Results 1 to 14 of 14
  1. #1
    Join Date
    Feb 2004
    Location
    One Flump in One Place
    Posts
    14,912

    Unanswered: Updating n rows at once - best practice (again)

    I have put this thread on as a follow up discussion to some concepts that surfaced here:
    http://www.dbforums.com/showthread.php?t=1208316
    here:
    http://www.dbforums.com/showthread.php?t=1604936
    and also here:
    http://www.dbforums.com/showthread.php?t=1606555

    The gist is: Is it ever correct\ excusable\ advisable to pass a non-normalised csv list of data to a stored procedure? When I first asked this I thought it was simply an implementation issue. Pat thinks it is but he also holds an ideological objection too.

    If I seem a little obsessed with this topic it is simply that
    a) I don't want to hijack yet another thread
    b) I am

    Anyway - I PMed Pat about this and he (quite rightly) suggested I post publicly. So here we go:

    I think I have struggled a little getting my head round the concepts you are using. And here (I think) is why:
    Normalisation starts with a logical model and ends with the physical implementation of the database (as I see it...). Relational theory pervades these two but extends further to SQL and database objects (views, sprocs etc). I work exclusively (with the exception of some legacy I stuff I simply must update) with the sproc database-API methodology. As such, my databases are abstracted from the other tiers. Now - I think this is the crux of it for me - I typically think of the sproc API as another tier (perhaps tier 1.5). Although the database itself and the objects that manipulate it are housed by a single application I don't actually think of the sprocs as part of the database. They are dependant upon it and inextricably intertwined with it but they are not a part of it in my eyes. As such, I don't worry about producing denormalised output and I have never (up until you got me thinking about it) worried about accepting non-normalised input. The sproc is not the database. The sproc is just a code procedure that acts upon the database. As such - if it accepts a typless, denormalised input but subsequently types (validates) it and normalises it before it makes any changes to the data within the database then I struggle to see the scale of the problem. I am writing as something of a stickler for normalisation myself - I think that rather than querying how closely one should adhere to normalisation principles I am pondering at what point these principles come into play.

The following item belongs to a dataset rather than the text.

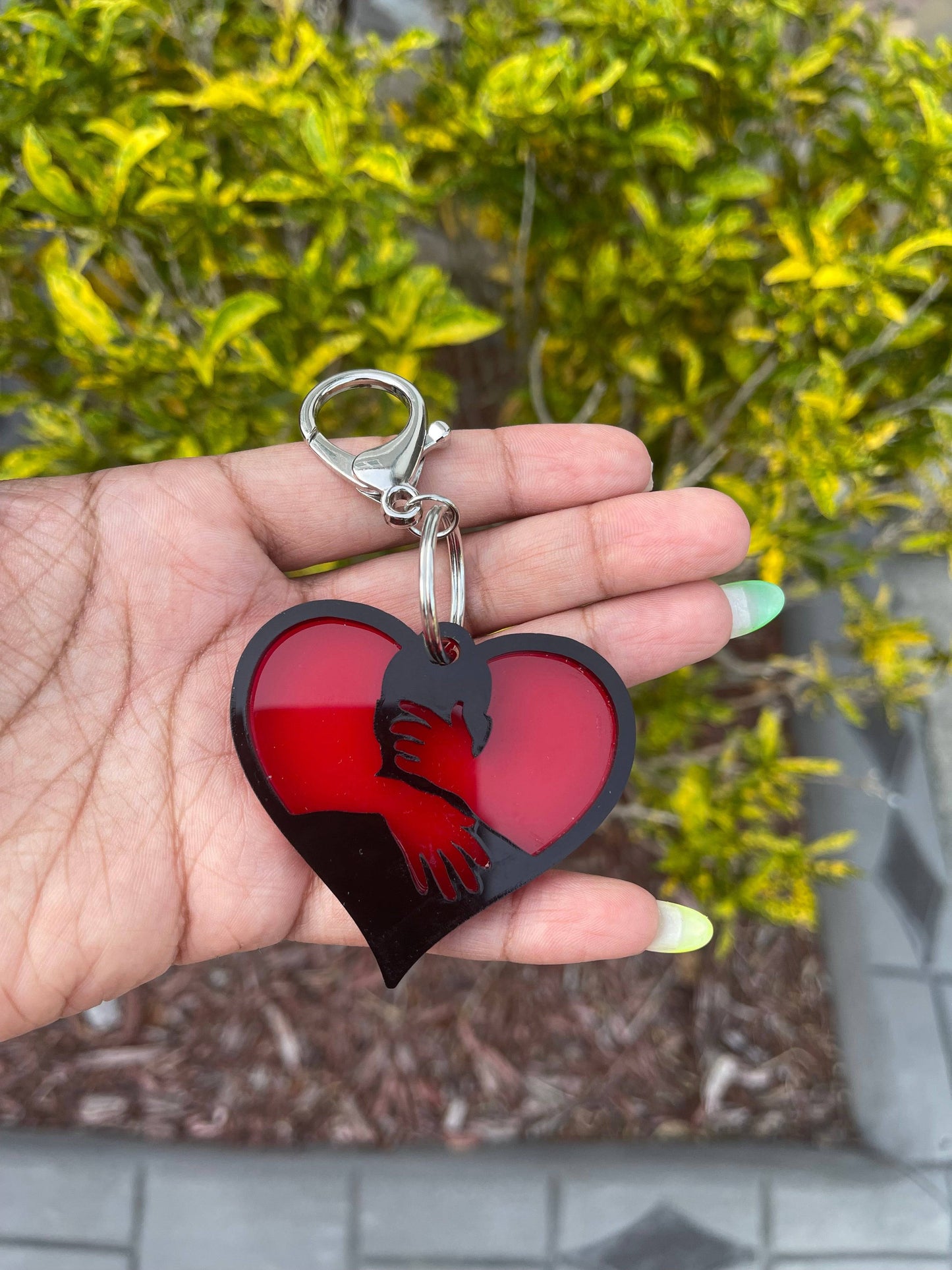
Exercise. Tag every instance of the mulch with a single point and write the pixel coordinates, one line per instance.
(302, 1044)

    As a follow up question - if SQL Server sprocs were to accept (for example) a table variable as an argument would this meet your requirement (since the data is verified and normalised before it gets to the sproc) or would you require a solution like this to be an ANSI Standard too?

    So - that's the nub of it - comments welcome on
    a) The practicality of passing csv lists to sprocs and subsequently parsing them
    and
    b) How "correct" or "incorrect" this is.

    Blindman and Pat both object on both counts (I think).
    Thrasmachus didn't have a problem with it (however to be fair that was a very early response to a specific question I asked).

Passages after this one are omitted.